Telegram has fixed a privacy issue that involves a security failure in its message deletion feature. The feature is intended to allow users to delete messages from recipient devices in cases after being sent and when the users wish to recall their messages and any associated content.
The security failure was discovered by bug bounty hunter Dhiraj Mishra. It is possible to delete the text content of a message if a user selected the ‘Also Delete’ function in Telegram. But any images sent would remain in the recipient’s phone’s internal storage along the ‘/Telegram/Telegram Images/’ path.
Usually the delete feature becomes useful when a confidential image was mistakenly sent to a recipient not intended to receive it. The ‘Also Delete’ feature would essentially delete the image from the chat window but they would still be available in the recipient’s Telegram Images folder.
A similar messaging service, Facebook-owned WhatsApp also contains a similar feature called ‘Delete for Everyone’ that allows users to remove content including messages and images.

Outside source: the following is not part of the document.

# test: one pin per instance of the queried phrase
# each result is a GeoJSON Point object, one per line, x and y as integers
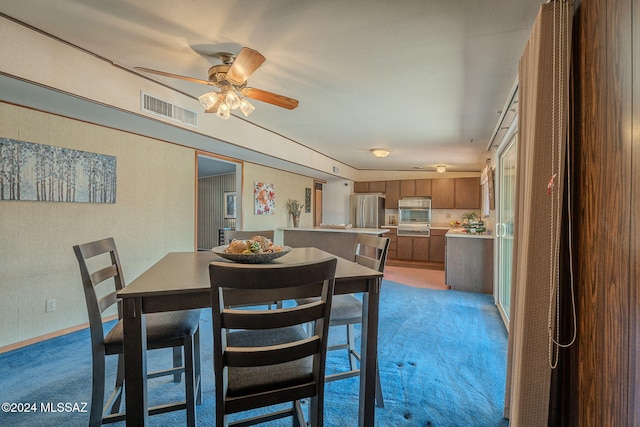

But in WhatsApp, the media is also removed from storage at the same time.
Telegram’s privacy failure might not be a big issue in one-on-one chats, but it might create problems in ‘supergroup’ chat sessions that contain thousands of active members, especially if a user sends a sensitive image not meant to be shared in that particular group by accident. The feature “delete for all members” is of no use as the file would still be present in storage for all users.
The validity of the bug was verified in Telegram for Android version 5.10.0 (1684) and it is possible the problem also impacted Telegram for Windows and iOS, but tests were not performed.
Telegram accepted the research and accompanying proof-of-concept (PoC) submitted by Mishra who was also awarded for the report. A fix has been included in the latest version of Telegram, version 5.11.